Constraint-based graph drawing libraries
https://www.adaptagrams.org/
JS implementation
https://ialab.it.monash.edu/webcola/
Some cool stuff:
HOLA: Human-like Orthogonal Network Layout
https://ialab.it.monash.edu/~dwyer/papers/hola2015.pdf
Confluent Graphs demos: makes edges more readable.
https://www.aviz.fr/~bbach/confluentgraphs/
Stress-Minimizing Orthogonal Layout of Data Flow Diagrams with Ports
https://arxiv.org/pdf/1408.4626.pdf
Improved Optimal and Approximate Power Graph Compression for Clearer Visualisation of Dense Graphs
https://arxiv.org/pdf/1311.6996v1.pdf
samatman|2 years ago
Graphs straddle the line between code and data. For instance, any given program has a call graph, so in a real sense, the "generic graph algorithm" is just computation.
nine_k|2 years ago
Making things planar, or almost planar with few crossings and nice clustering of related nodes, is usually hard past a couple dozen nodes :(
hobofan|2 years ago
I think the problem is more that we are used to the illusion/delusion that everything is hierarchical. The problem that we then encouter is with graph drawing is that it has to try and reconcile the fact that things in practice are rarely really hierarchical, and it's hard to draw those lines of where the hierarchies are with mathematical rigor.
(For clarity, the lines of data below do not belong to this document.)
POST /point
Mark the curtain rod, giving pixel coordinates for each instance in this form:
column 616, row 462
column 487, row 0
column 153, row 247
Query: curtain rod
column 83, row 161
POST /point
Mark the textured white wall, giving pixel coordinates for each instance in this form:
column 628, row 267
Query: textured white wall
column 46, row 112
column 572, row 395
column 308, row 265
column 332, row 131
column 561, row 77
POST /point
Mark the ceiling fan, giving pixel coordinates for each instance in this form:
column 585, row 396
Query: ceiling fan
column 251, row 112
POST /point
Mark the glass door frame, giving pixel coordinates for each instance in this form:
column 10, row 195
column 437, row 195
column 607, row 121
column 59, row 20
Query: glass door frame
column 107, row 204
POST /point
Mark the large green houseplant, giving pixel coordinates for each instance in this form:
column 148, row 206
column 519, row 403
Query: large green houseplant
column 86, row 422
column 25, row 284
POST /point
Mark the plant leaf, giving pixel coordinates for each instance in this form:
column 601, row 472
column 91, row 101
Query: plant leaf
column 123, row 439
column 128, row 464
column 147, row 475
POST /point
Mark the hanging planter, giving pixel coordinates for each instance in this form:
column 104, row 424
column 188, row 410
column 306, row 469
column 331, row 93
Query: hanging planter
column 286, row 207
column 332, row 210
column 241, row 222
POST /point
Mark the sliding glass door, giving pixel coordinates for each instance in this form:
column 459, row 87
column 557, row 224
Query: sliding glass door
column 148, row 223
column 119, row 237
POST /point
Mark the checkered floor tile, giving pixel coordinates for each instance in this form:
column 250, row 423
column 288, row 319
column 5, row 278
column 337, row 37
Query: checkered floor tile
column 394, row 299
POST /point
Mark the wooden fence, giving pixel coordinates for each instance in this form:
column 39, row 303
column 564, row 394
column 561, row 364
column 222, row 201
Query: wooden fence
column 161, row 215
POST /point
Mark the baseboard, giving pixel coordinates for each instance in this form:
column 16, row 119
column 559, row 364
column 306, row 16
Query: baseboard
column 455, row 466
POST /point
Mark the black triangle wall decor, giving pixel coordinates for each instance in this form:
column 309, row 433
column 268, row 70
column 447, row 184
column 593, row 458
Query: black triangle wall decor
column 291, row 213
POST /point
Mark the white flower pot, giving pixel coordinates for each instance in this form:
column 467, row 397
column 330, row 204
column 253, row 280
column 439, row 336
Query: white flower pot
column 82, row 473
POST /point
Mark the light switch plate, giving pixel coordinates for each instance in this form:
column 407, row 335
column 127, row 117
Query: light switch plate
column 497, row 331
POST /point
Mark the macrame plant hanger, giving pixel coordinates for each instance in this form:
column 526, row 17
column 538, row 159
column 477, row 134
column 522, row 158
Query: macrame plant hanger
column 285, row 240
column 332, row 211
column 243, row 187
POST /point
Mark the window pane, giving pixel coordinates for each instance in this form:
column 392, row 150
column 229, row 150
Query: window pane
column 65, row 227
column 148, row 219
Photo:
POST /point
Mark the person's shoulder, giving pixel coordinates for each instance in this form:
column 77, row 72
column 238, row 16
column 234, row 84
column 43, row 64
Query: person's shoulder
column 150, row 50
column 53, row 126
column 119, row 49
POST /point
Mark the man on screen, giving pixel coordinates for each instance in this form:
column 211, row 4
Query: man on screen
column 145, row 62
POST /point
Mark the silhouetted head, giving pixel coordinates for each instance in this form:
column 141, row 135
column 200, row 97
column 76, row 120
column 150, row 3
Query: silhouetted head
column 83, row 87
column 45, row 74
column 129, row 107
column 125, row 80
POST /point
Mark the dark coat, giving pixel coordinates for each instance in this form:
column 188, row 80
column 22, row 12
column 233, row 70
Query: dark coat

And that problem gets worse and worse the less properties you are allowed to assume about the underlying graph structure (connectedness, cyclic/acyclic, sparse/dense).
In practice when you want build a UI that interacts with graphs it's often feasible to determine/impose one or two levels of meta-hierarchy with which you can do clustering (allows for reducing layout destroying impact of hairball nodes + improves rendering performance by reducing node count) and layout with fCOSE (Cytoscape.js has an implementation of that).